Designing pharmaceutical agents so that they pass the blood-brain barrier and are freely available to interact with receptors is one of the great challenges in CNS drug development. An easy-to-use toolkit has been developed to help overcome this hurdle.
CNS therapy is the second largest therapeutic area in pharmaceuticals. There are tremendous unmet medical needs for CNS disease therapies, however, the discovery of innovative CNS therapy is one of the most challenging tasks facing today’s industry.

CNS discrepancy

In drug development, CNS drug candidates have an 8% success rate and development times of 12-16 years, while non-CNS drugs have an 11% success rate and only ten to 12 years’ development time. This discrepancy is due to the greater complexity of the brain, side effects of centrally acting agents, low predictability of animal models for humans and the high selectivity of the blood-brain barrier, which prevents 98% of all CNS discovery compounds from reaching their targets in the brain. This greatly reduces the number of potential compounds that can become successful CNS agents.

The rate and extent of CNS uptake are key parameters that describe how compounds pass the blood-brain barrier. The rate of drug delivery to the brain is less relevant to drug action within the CNS than the extent of drug delivery, as most drugs are administered on a repeated basis. The efficacy of a CNS drug is mainly dependent on the extent of the uptake and, in particular, of the free concentration of the drug in the brain interstitial fluid. This concentration is determined by the drug’s brain penetration and by the fraction of unbound, pharmacologically active drug in the CNS.

While there are several in vitro methods for estimating the CNS uptake rates, in vitro methods for detecting the extent of the uptake, in particular the extent of the unbound drug, are scarce. As well as in situ dialysis, the only in vitro technique to determine the brain free fraction is microdialysis against brain homogenate. The TRANSIL Brain Absorption assay kit offers a ready-to-use fully quality controlled alternative. The assay determines both the brain/plasma distribution coefficient logBB and the brain free fraction.

Reducing animal trials

Established methods for quantifying the extent of CNS penetration and determination of the free concentration in the brain requires the analysis of the brain tissue and in situ dialysis of the drug with brain probes in live animals. Sovicell’s in vitro assay gives scientists access to the same data, however, in an experiment that lasts less than an hour and requires fewer resources.

Accuracy and ease of use

Studies have shown that the TRANSIL Brain Absorption Kits deliver consistent data for the brain-plasma distribution and the brain free fraction, which compare well with data from in vivo experiments. The average prediction error equals the in vivo measurement error. Sovicell’s kits are easy to handle and require only two minutes’ incubation time. Quantification can be done with all standard procedures including LC/MS, HPLC or UV detection.
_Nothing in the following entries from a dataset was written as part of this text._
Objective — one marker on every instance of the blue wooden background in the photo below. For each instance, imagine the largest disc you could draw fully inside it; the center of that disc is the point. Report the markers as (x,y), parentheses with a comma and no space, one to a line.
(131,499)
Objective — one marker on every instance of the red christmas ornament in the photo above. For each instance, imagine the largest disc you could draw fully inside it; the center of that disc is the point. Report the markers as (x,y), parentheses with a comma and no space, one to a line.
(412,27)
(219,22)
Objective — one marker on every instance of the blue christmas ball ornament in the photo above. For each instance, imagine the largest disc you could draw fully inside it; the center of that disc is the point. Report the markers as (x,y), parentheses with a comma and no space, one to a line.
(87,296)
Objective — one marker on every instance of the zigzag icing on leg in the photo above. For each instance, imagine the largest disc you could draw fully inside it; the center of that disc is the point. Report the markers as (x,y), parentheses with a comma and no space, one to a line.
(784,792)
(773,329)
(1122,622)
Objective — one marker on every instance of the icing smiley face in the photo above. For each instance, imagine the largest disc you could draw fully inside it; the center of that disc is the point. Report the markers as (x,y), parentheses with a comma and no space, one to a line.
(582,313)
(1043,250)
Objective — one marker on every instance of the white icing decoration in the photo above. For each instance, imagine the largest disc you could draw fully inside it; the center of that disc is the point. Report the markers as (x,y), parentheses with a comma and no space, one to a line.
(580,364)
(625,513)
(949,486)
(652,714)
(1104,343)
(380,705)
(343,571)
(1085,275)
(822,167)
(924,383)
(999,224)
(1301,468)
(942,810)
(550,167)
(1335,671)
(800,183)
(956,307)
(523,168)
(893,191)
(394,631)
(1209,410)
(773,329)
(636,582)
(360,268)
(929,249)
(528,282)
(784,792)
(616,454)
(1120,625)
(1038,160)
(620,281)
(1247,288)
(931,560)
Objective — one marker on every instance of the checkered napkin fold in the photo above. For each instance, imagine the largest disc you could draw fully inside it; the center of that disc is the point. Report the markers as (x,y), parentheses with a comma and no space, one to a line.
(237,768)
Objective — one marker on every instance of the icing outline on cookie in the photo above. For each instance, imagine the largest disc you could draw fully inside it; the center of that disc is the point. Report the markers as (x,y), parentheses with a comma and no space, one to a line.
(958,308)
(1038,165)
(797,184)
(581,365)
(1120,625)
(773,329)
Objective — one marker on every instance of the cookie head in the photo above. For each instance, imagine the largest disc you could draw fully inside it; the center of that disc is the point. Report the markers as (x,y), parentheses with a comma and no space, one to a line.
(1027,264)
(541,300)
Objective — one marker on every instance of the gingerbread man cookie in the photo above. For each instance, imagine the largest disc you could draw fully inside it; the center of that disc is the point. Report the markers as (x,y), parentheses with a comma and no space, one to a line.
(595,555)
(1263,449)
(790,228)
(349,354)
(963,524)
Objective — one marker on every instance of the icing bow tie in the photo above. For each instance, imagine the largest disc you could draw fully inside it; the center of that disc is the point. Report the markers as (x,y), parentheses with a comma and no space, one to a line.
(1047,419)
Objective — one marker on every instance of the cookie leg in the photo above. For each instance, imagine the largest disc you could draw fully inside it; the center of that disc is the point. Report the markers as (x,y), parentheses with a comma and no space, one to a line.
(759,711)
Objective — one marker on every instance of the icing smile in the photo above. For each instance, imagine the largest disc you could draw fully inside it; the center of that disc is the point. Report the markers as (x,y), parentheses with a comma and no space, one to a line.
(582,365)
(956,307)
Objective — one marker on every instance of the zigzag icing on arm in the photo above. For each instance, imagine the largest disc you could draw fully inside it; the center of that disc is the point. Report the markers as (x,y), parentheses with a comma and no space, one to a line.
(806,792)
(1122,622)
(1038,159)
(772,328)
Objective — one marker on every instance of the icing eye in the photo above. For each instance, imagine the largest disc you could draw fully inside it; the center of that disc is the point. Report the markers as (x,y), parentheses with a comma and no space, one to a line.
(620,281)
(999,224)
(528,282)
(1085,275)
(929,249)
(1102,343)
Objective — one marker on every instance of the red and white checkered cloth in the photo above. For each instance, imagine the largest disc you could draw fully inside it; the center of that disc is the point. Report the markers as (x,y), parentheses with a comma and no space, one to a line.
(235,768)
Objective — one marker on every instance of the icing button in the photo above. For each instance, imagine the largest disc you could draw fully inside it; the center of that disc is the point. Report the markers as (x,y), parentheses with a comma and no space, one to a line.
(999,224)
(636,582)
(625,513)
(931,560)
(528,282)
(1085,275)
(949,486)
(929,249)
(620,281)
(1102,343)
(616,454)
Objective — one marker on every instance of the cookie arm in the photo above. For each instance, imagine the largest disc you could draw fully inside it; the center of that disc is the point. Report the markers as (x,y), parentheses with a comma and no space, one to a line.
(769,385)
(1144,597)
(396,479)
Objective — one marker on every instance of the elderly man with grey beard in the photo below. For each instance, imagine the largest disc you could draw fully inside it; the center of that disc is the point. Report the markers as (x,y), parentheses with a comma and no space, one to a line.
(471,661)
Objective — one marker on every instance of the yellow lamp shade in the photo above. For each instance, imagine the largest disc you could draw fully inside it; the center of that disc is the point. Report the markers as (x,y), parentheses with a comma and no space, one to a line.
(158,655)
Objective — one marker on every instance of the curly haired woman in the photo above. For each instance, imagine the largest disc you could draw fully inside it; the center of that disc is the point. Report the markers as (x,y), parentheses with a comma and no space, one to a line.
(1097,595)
Estimating the free concentration of candidate drugs in the brain is key to compound selection in lead optimisation. Sovicell’s assay system delivers accurate and rapid data for the freely available fraction of drugs in the brain and so is an ideal tool that delivers answers that matter in high throughput format. The benefits include:

  • highly predictive in vitro model for logBB and the brain free fraction
  • accurate, reproducible and rapid assay system
  • reduces permeability screening cost by at least 50%.

The TRANSIL Brain Absorption Kit offers a cost-effective solution to estimate the unbound drug concentration in the CNS.
Sovicell has a 15-year tradition supplying ADMET products and services, which enable its customers to rapidly obtain accurate and reproducible pharmacokinetic data about their drug candidates. The TRANSIL technology platform underpins the company’s reliable membrane permeability and protein binding assays.